Dans le même temps, les conditions outre-Manche s’étaient fortement détériorées. « A la suite du Brexit, le Royaume-Uni s’est mis à reculer. J’ai vu les rayonnages de boutiques se vider, comme à l’époque communiste en Pologne ! » Mme Brudnias, qui baignait dans une « bulle multiculturelle » outre-Manche, se réjouit de voir de plus en plus d’étrangers dans la capitale polonaise.
« L’ambiance est excellente »
Installée depuis presque deux ans dans un appartement de la banlieue varsovienne, avec son mari, Français, et ses deux garçons de 3 et 4 ans, Magdalena Proc fait partie de ces Polonais qui ne pensaient pas revenir un jour vivre en Pologne.
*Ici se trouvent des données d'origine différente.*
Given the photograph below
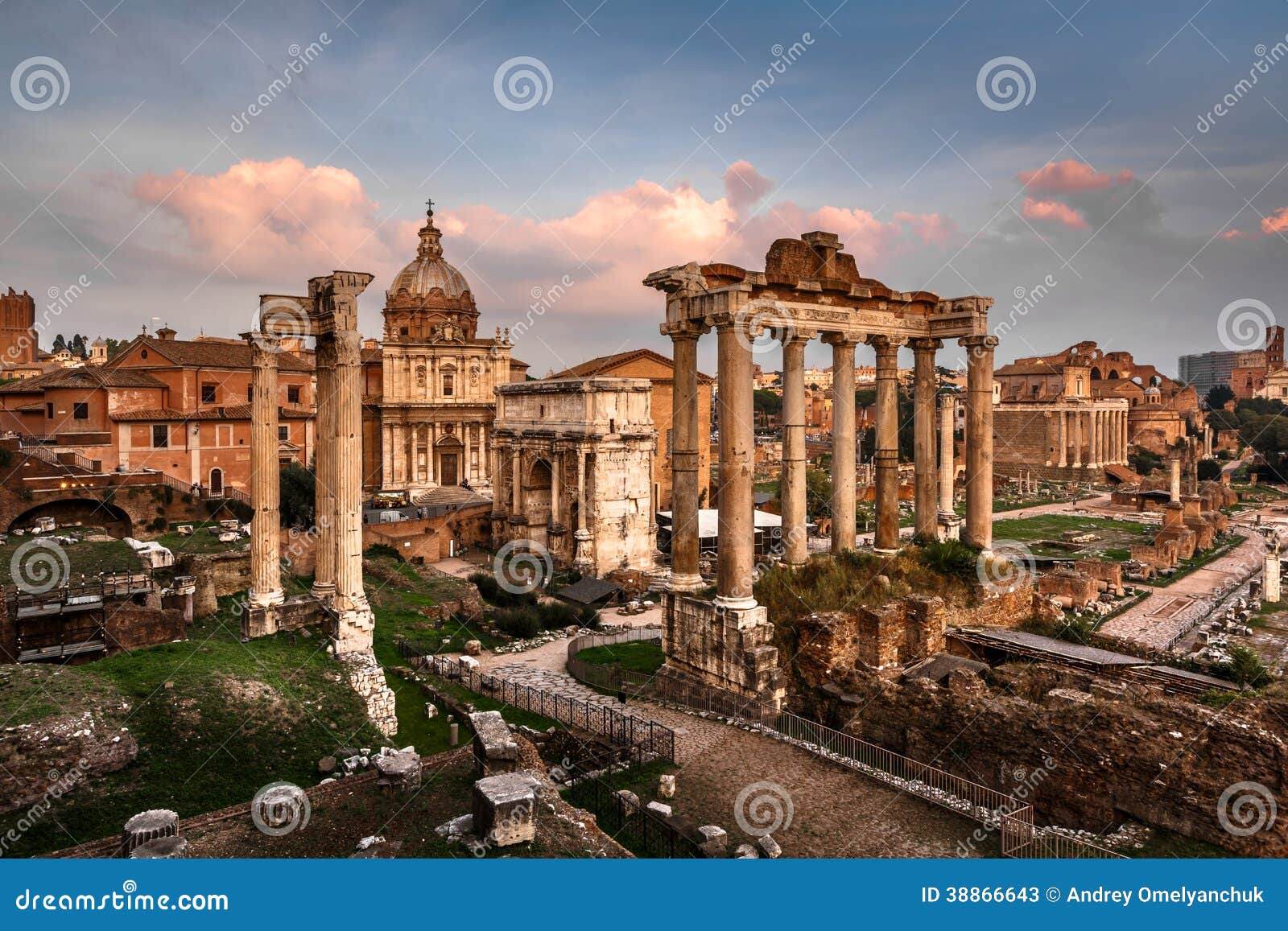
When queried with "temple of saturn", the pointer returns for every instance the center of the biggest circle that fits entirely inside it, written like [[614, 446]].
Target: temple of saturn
[[328, 315], [809, 289]]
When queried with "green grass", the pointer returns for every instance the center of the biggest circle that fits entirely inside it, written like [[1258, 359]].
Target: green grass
[[236, 718], [641, 656]]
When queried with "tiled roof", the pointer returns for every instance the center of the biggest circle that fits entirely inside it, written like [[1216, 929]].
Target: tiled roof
[[84, 377], [231, 412], [602, 365], [210, 354]]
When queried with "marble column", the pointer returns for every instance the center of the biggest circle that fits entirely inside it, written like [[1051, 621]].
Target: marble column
[[737, 550], [794, 450], [925, 385], [886, 538], [324, 496], [979, 439], [947, 467], [266, 568], [684, 460], [351, 600], [844, 451]]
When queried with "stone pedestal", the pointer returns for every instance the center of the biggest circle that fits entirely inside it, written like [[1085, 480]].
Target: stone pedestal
[[504, 809]]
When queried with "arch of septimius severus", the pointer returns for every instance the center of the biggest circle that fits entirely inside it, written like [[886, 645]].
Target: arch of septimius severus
[[809, 289]]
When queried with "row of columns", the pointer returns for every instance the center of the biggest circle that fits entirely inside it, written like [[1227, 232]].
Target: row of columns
[[736, 554], [1100, 435]]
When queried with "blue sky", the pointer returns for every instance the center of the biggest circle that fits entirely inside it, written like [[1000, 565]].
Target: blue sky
[[141, 180]]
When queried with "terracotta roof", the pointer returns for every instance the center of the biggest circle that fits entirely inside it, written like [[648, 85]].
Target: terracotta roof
[[231, 412], [602, 364], [206, 354], [85, 377]]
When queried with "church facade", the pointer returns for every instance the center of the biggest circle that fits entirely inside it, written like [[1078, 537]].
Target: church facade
[[431, 385]]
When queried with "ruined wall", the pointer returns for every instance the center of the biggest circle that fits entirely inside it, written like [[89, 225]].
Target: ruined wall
[[1163, 761]]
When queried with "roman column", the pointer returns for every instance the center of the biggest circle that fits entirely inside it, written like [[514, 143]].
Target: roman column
[[351, 599], [979, 439], [794, 448], [947, 414], [924, 435], [886, 538], [266, 568], [736, 553], [844, 451], [324, 496], [684, 459]]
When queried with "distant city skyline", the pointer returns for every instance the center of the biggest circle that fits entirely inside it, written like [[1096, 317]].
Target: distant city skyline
[[1104, 174]]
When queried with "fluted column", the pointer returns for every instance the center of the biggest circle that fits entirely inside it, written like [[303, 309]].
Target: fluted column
[[324, 495], [844, 451], [947, 414], [349, 595], [924, 437], [737, 547], [794, 450], [979, 441], [266, 568], [886, 538], [684, 460]]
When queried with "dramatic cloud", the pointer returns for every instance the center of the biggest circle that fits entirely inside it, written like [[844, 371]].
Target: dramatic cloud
[[1069, 177], [1054, 212], [1275, 223]]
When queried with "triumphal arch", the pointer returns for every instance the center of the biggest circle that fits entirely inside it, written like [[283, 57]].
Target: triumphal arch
[[811, 289]]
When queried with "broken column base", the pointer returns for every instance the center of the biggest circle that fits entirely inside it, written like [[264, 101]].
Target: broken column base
[[950, 525], [504, 809], [732, 649], [367, 679]]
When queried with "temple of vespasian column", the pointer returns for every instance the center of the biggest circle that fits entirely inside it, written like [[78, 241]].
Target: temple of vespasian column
[[809, 289], [330, 315]]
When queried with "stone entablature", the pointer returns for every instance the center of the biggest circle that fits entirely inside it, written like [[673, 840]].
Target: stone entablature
[[573, 472]]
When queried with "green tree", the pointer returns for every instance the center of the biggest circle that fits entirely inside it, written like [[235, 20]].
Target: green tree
[[298, 491], [1217, 397]]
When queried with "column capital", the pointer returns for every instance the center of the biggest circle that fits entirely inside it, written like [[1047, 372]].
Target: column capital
[[979, 341]]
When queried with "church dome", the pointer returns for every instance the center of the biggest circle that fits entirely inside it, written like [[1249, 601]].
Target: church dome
[[428, 270]]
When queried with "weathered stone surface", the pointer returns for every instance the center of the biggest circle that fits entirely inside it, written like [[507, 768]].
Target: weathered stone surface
[[161, 849], [506, 809], [495, 750], [770, 847]]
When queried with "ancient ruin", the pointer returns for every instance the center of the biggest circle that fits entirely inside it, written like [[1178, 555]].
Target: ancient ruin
[[809, 289], [328, 315]]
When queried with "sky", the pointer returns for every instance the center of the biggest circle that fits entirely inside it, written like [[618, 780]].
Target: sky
[[1105, 171]]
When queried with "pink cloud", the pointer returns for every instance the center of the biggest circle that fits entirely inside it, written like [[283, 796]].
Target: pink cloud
[[1275, 223], [1054, 212], [274, 225], [1069, 177]]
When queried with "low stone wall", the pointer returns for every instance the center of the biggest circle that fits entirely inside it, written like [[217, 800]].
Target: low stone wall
[[1088, 751]]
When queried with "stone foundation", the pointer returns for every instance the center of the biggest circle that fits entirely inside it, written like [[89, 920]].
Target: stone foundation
[[725, 648], [367, 679]]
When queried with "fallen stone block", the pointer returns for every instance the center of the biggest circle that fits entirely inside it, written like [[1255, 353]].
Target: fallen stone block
[[506, 809]]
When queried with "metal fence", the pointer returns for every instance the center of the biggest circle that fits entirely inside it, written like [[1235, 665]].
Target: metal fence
[[626, 731], [633, 826]]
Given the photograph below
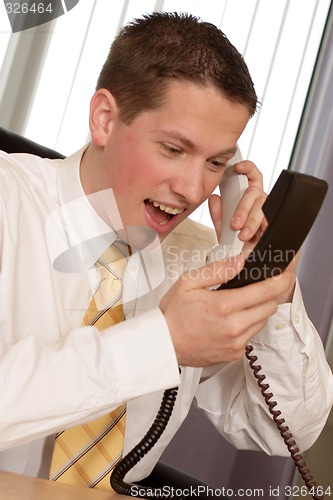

Bac + 5 en poche et parlant couramment français, elle trouve un emploi de réceptionniste hôtelière en région parisienne en 2011. « A l’époque, les salaires en Pologne tournaient autour de 2 000 à 3 000 zlotys pour les débutants (de 500 à 700 euros à l’époque). En France, je gagnais 1 500 euros, c’était beaucoup. » Elle déménage ensuite sur la Côte d’Azur, où elle trouve un emploi dans le privé et fonde une famille.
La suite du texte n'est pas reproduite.